Another solution may be to build more storage tanks. Tepco’s chief decommissioning officer, Akira Ono, did not rule out that possibility but said there were concerns it could disrupt decommissioning work as space has become limited at the plant.

Despite those measures, the government is having a hard time convincing the public that the water release is the best way forward. An NHK survey showed this month that 51% of respondents are against the release, compared with 18% who support it.

The water-release plans have also invited condemnation from neighboring countries including South Korea. According to Fukushima Prefecture, 15 countries and regions including China, Hong Kong and Taiwan still enforce import restrictions on food made in Fukushima, though 39 nations have lifted such restrictions in the years following the nuclear disaster.

Storage tanks for contaminated water at Tepco's Fukushima No. 1 nuclear power plant in Okuma, Fukushima Prefecture | AFP-JIJI
Storage tanks for contaminated water at Tepco’s Fukushima No. 1 nuclear power plant in Okuma, Fukushima Prefecture | AFP-JIJI

Kohta Juraku, a Tokyo Denki University professor who is an expert on nuclear power and its impact on society, said it’s true that nuclear plants in many countries release tritium-tainted water into the sea as part of normal operations. But he added that it’s natural that the public has become more guarded about the release plan because of the negative perceptions associated with the plant due to the meltdowns.

“Local fishermen are worried that it would lead to consumers holding back from buying local products and a price decline again, jeopardizing their efforts since the disaster,” he said. “These things are making it difficult for the fishermen to talk with the government and Tepco.”

Juraku also points out that while reputational damage to the products is unavoidable, Japan’s judicial system does not recognize such damage in general, which is dragging out the negotiations between the fishing sector and the government.
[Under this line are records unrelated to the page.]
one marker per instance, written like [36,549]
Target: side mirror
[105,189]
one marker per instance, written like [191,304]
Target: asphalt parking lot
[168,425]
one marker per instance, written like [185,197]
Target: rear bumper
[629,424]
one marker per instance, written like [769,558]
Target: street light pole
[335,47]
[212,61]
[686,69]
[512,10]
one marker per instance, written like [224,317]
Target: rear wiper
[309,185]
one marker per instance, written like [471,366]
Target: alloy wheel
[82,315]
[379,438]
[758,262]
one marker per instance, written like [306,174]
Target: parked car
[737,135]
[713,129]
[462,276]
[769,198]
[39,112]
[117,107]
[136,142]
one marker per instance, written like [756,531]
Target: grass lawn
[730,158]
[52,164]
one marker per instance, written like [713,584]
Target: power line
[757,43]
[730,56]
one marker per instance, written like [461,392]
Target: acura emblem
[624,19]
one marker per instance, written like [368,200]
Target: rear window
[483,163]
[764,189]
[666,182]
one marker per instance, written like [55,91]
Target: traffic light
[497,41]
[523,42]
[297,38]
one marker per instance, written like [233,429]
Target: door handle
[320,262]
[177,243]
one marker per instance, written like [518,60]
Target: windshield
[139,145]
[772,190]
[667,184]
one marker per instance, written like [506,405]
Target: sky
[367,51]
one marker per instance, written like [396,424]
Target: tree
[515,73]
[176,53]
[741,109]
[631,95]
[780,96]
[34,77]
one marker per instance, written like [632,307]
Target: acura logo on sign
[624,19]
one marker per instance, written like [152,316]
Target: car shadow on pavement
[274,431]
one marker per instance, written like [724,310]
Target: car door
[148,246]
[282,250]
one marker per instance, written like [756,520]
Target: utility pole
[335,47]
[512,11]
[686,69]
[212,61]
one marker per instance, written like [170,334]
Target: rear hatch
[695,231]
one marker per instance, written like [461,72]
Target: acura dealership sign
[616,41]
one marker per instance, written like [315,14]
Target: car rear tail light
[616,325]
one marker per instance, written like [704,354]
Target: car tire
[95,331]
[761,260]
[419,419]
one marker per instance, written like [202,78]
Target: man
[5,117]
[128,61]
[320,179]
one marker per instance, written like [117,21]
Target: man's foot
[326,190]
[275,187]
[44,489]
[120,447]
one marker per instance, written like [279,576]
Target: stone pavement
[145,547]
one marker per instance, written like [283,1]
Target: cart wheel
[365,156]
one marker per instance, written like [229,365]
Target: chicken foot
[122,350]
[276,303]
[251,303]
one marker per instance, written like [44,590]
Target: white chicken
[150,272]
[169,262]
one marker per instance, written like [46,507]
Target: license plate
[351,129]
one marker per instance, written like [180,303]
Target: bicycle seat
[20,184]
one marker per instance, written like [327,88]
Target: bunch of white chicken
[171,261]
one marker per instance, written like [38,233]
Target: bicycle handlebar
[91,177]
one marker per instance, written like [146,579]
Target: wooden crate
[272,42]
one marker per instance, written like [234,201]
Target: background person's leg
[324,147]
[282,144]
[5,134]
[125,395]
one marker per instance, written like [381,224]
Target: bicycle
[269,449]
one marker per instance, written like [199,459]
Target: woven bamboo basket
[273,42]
“In the U.S., when there’s reputational damage, a plaintiff can sue for compensation for financial losses,” he said. “But Japan is different from other countries in that it has historically considered the issue as a problem of uninformed consumers and not as a genuinely economic one. The government always tries to sort it out by launching public enlightenment campaigns and is unwilling to make direct compensation to the affected industry. Its courts are also reluctant to recognize such losses in general.”

The treated water has been building up because more than 100 tons of groundwater seeps into the wrecked reactor basements every day, mixing with highly radioactive debris. Tepco, which now has more than 1.2 million tons of treated water in tanks at the plant, has said it will run out of storage capacity as early as the fall of 2022. The capacity is capped at 1.37 million tons, the utility says.

A purification system called ALPS removes 62 radionuclides to reach levels below national standards but it cannot remove tritium. The majority of the treated water stored in more than 1,000 tanks contains radioactive materials other than tritium that exceed national concentration limits, but Tepco says that reprocessing the water can reduce concentration levels to below the limits.

Even if the water issue is resolved, there will still be a long road ahead for the plant’s planned completion of decommissioning sometime between 2041 and 2051, a plan that is plagued by myriad of challenges. Tepco in late February completed the retrieval of all spent nuclear fuel from the No. 3 reactor, marking the first such feat among the three reactors that suffered meltdowns.

But what is considered a near-impossible challenge for Tepco is the extraction of nearly 900 tons of melted reactor debris from the three wrecked reactors using a robot arm. The radioactivity remains extremely high near the reactor containment vessels — enough to instantly kill a human and to disable a robot in a matter of days. Tepco was set to kick-start preliminary work on extracting melted reactor debris by the end of 2021, but the work has been postponed by about a year due to a delay in cooperation with a U.K. robot manufacturer amid the coronavirus pandemic. Tepco’s Ono, however, has dismissed concerns that the delay will have a large impact on the overall decommission schedule.